Rock'n Roll
ネタ切れ間近。
これは、3年前の録音。
だんだんさかのぼる~。
{このシリーズは、ストーリーが番号順に展開していません}
私と同じ方向を向いて、ずっと黙っていた彼女が口を開いた。
「ねえ。 わたしと、ギターと どっちが大切なの?」
突然の質問で私はおどろいたが、私の口は即座に反応していた。
「和子に決まってるだろ!」
彼女の笑顔を期待して、すでに彼女へ向き直っていた私の見たものは、
彼女の落胆の表情とため息ひとつ。
その時は「なんで?」と私は思ったが、理由は後で知ることになる。
一週間後、私は彼女に呼び出された。
私はいつものデート気分で、
池袋東武・地下一階の沢山連なるテレビ・モニターの前で待つ彼女を想像しながら、地下街をあるく。
いつも、待ち合わせは先について待っている私だが、
しかしその日は、いつもよりもっと早く着きそうな勢いで、
行きかう人々を縫うように、私は地下街に歩みを進めていた。
いつもと何かが、違うように感じていたからだ。
テレビ・モニターの連立する向かい側に彼女はいた。
その隣には、私と同年代の細身の若い男が接近して立っている。
なんだ、あいつ?
と思いながら、私は彼女へ一直線に向かって行った。
「早く着いたんだね」
と、声をかけると、彼女はうなずいて、
「・・・・・・・わたしの彼、紹介するわ。

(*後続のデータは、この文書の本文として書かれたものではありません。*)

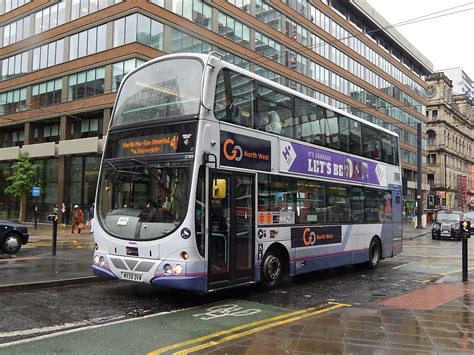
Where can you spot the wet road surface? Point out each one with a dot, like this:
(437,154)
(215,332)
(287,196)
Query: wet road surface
(42,312)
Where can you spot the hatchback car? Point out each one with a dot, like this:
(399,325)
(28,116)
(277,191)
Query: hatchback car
(12,236)
(470,216)
(446,225)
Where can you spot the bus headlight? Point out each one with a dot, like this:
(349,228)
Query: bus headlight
(178,269)
(167,269)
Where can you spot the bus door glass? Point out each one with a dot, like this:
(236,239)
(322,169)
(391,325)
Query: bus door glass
(230,229)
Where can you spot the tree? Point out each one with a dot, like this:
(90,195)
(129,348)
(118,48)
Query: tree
(22,180)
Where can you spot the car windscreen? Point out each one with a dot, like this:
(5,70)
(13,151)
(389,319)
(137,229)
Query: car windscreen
(448,217)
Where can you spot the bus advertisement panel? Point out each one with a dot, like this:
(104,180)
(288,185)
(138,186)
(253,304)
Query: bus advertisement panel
(307,160)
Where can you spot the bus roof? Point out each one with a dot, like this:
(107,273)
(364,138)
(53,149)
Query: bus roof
(205,58)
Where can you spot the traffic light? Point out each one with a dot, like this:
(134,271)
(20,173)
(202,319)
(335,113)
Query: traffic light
(466,229)
(431,200)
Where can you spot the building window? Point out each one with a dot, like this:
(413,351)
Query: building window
(45,94)
(89,127)
(86,84)
(48,55)
(9,5)
(87,42)
(431,137)
(13,101)
(12,138)
(120,69)
(138,28)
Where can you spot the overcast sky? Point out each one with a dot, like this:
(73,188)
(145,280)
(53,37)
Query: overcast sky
(446,41)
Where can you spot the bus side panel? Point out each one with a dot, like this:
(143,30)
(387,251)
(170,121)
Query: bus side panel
(352,249)
(386,238)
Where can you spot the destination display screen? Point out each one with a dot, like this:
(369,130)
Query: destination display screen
(150,144)
(152,141)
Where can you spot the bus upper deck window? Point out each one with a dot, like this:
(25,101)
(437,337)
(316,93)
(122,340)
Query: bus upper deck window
(218,188)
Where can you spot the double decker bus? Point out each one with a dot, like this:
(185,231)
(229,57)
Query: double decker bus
(214,177)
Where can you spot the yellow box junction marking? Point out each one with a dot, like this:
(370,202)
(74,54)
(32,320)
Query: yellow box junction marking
(280,320)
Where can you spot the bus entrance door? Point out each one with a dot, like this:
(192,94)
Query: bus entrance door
(231,229)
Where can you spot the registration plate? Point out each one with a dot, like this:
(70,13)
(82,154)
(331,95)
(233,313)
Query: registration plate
(131,276)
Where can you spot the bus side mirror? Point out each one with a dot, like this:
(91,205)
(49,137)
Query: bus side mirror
(219,187)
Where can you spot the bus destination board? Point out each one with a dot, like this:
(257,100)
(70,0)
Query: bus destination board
(148,145)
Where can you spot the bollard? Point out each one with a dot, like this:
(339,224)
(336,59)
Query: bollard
(465,235)
(36,217)
(54,218)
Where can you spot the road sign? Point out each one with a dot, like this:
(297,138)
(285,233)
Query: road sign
(36,191)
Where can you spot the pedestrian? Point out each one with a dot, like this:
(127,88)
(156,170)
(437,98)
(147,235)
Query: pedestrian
(63,215)
(77,219)
(91,218)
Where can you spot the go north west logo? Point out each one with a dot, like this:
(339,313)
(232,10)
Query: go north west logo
(245,152)
(236,152)
(308,236)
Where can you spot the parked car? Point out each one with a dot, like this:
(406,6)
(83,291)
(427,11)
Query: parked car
(446,225)
(12,236)
(470,216)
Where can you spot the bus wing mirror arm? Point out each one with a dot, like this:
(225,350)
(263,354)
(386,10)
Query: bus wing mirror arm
(206,159)
(219,57)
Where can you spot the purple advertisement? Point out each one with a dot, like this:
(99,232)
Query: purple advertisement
(302,159)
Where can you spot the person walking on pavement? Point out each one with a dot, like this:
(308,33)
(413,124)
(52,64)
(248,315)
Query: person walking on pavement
(77,219)
(91,218)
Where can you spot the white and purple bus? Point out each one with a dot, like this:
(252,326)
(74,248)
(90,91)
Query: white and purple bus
(214,177)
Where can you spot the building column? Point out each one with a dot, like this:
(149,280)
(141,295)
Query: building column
(27,133)
(62,162)
(106,121)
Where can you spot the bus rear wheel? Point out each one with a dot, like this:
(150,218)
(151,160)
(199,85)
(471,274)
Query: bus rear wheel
(375,253)
(272,269)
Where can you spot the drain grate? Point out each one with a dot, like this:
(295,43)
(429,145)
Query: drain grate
(429,297)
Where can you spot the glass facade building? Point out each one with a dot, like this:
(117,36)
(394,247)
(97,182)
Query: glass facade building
(61,65)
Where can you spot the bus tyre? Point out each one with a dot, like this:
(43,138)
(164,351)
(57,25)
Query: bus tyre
(272,270)
(11,243)
(375,253)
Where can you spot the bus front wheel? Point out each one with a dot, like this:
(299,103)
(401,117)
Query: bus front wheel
(375,253)
(272,269)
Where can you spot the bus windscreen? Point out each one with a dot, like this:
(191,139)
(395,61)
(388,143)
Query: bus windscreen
(170,88)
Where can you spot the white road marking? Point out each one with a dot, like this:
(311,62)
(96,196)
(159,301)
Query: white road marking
(58,327)
(399,266)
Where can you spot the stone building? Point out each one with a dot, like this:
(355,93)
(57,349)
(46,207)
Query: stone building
(450,143)
(61,63)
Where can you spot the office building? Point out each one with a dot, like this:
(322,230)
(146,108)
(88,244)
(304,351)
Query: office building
(61,63)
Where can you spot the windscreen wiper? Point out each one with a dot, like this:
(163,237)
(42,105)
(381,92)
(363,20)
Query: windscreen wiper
(123,171)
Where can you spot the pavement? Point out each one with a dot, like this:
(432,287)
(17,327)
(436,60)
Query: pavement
(35,267)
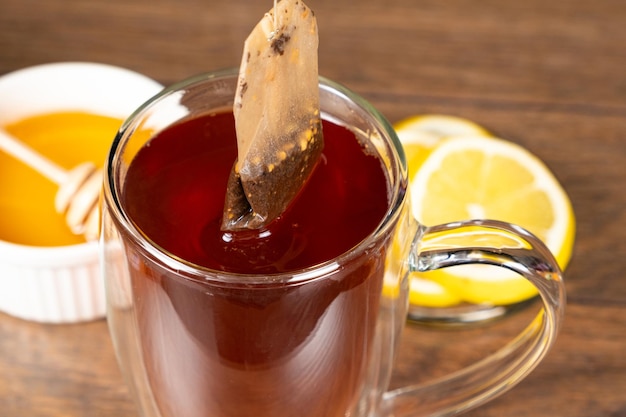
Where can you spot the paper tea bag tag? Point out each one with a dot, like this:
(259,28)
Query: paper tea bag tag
(277,118)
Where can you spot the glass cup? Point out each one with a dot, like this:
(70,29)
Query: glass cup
(195,342)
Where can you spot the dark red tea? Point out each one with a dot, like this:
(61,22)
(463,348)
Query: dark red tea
(268,350)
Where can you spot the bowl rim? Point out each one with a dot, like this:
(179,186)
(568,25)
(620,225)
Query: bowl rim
(53,78)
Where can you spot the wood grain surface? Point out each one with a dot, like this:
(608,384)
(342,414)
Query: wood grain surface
(550,75)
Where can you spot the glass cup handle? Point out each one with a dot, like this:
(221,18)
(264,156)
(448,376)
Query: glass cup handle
(495,243)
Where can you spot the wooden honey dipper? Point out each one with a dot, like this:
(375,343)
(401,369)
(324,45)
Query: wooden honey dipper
(79,188)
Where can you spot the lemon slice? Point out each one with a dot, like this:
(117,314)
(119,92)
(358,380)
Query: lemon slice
(477,177)
(419,135)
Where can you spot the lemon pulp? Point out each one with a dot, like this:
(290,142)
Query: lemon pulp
(459,171)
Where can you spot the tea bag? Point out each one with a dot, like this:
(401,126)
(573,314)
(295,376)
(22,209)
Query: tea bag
(277,117)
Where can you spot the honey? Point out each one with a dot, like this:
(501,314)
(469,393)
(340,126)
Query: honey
(27,214)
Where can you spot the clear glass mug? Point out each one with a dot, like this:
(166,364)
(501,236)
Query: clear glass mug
(187,338)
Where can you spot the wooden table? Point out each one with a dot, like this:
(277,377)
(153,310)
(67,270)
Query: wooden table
(550,75)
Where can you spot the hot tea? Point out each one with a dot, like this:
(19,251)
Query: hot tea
(216,348)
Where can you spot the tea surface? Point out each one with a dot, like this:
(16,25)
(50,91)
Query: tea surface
(176,186)
(272,350)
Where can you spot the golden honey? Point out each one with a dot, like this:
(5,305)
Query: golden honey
(27,214)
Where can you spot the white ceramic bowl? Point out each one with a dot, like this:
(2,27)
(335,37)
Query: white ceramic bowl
(62,284)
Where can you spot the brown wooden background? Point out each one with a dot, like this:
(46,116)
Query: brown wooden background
(550,75)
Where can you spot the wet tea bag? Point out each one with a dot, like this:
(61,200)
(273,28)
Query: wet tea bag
(277,117)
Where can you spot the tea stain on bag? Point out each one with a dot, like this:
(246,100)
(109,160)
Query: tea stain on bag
(277,117)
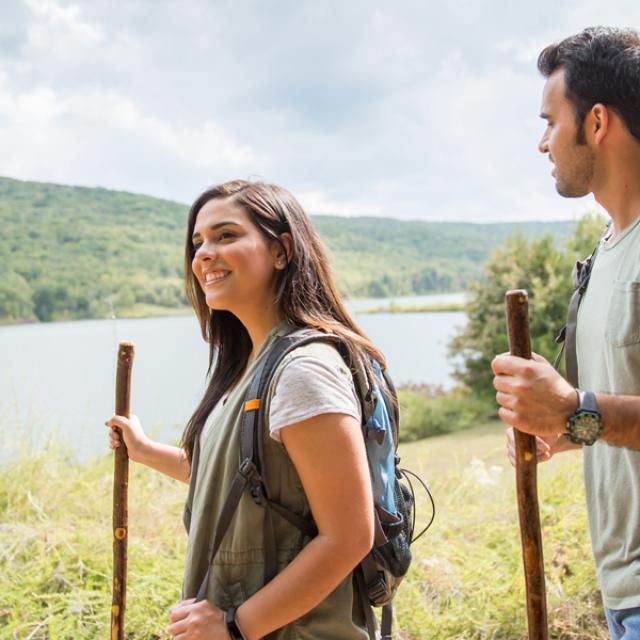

」と言いながら、隣の細身の若者の腕にすがった。
私はとっさに状況判断がつかず、口ごもった。
「・・・・・・OO大学3年のYuujiといいます」
何?
私の後輩?
「なに・・・ 解らないんだけど。」と、やっと口にした。
彼女は思念をはらいのけるようにして、話し出した。
「あなたとは、もう終わりって云う事・・・・・・この人を好きになったの・・・・・それを伝えたくて、よんだの。」
「・・・・・・・・・・・・・・・・・・・・・・・・・・・・」
「それだけ!」 「じゃあね!」
と言って、彼女は男の腕にしがみついたまま去ろうとする。
「まてよ!!」
「おまえは、こいつと付き合うんなら、幸せにする自身はあるんだろうな!」
なんで私はそんなことを言ったのか、わからないが、このまま終わらせたくなかったのかもしれない。
私は男の胸ぐらをつかんで、
「おまえな! 男らしく自分で言え! そんなことくらい言えないのかこのやろう!」と大きな声を出していた。
その時、小柄な彼女からは想像もできないほどの勢いで、
「やめて!!」と言って、私の前に割って入り、彼女は男の腕を取り、即座に地下街の雑踏に紛れて行った。
ボー然と立ち尽くす私。
どこかで、 こんなことが、 あったような、 気がした。